17. As it was pointed out in Repatriation Commission v Cooke (1998) 90 FCR 307 at 311, the reasonable doubt standard of proof applies to those facts necessary to establish causation, and in this matter clinical onset is one such fact. If the Tribunal is able to say that there is material before it sufficient to raise the hypothesis that clinical onset was (in this case) during operational service, that is enough for the purpose of the so-called third Delidio step. That being said, in referring to Cooke (supra), we must state that the case cited by counsel for the Applicant, namely Meehan v Repatriation Commission (2001) 64 ALD 366, cannot stand following the decision of the Full Court of the Federal Court in Benjamin v Repatriation Commission (2001) 70 ALD 622.

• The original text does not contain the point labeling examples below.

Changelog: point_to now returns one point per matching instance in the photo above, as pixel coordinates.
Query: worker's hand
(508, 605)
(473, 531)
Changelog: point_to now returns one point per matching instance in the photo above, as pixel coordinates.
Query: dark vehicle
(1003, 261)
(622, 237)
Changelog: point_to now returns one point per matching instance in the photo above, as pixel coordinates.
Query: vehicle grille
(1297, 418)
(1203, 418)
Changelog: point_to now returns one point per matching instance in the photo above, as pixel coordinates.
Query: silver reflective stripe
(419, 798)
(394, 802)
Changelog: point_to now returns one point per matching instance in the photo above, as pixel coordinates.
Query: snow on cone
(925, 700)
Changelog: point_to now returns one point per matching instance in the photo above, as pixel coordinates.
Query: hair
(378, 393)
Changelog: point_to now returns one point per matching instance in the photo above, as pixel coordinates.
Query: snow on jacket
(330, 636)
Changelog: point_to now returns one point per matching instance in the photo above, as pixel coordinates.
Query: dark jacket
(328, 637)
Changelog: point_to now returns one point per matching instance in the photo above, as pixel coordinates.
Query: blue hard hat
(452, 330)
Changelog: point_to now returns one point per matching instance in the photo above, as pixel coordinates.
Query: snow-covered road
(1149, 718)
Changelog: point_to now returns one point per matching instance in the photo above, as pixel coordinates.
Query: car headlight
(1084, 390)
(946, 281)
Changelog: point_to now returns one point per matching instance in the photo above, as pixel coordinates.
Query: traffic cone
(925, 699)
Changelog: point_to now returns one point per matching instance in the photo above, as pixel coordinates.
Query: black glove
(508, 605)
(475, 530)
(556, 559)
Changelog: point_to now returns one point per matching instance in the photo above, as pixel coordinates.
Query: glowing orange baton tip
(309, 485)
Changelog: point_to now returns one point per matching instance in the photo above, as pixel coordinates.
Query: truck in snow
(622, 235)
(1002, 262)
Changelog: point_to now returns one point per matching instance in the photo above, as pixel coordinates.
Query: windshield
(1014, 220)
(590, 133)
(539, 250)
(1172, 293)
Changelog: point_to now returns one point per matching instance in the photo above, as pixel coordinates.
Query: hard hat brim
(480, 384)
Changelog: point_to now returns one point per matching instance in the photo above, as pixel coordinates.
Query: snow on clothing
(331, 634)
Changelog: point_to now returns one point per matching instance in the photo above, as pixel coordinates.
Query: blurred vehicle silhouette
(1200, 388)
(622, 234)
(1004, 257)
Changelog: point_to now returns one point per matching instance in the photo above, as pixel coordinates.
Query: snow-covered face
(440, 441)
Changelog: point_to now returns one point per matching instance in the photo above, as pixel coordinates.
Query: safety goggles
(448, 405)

18. At the time the Applicant was first noted to be obese, he had 92 days of operational service. Prior to that time, the Applicant’s medical records show a progressive weight gain from his time of enlistment to the time until discharge in 1977.
19. In a report dated 15 June 2007, Dr Volker PhD, a dietician, stated:
“shift work, plentiful supply of food and alcohol and low levels of physical activity all contributed to the veteran’s weight gain. The veteran was 57.2kg in May 1965 and 87.5 kg in March 1969. This represents a gain of 30.3kg in 55 months. This translates to a gain of over half kilo/month. The veteran was already over-weight and well on his way to being obese (BMI >30 in 1969). Obesity does not occur instantly, it takes time to accumulate excess energy storage. The adverse health effects of over-weight and obesity develop as gradually as the weight is gained.”
20. As can be ascertained from the report of Ms Volker, the Applicant’s obesity was well on the way to being established prior to his operational service. As Ms Volker pointed out in her evidence to the Tribunal, the Applicant, because he had access to unlimited amounts of food whilst undergoing recruit training at HMAS Leeuwin, became used to eating. This, of course, had nothing to do with operational service.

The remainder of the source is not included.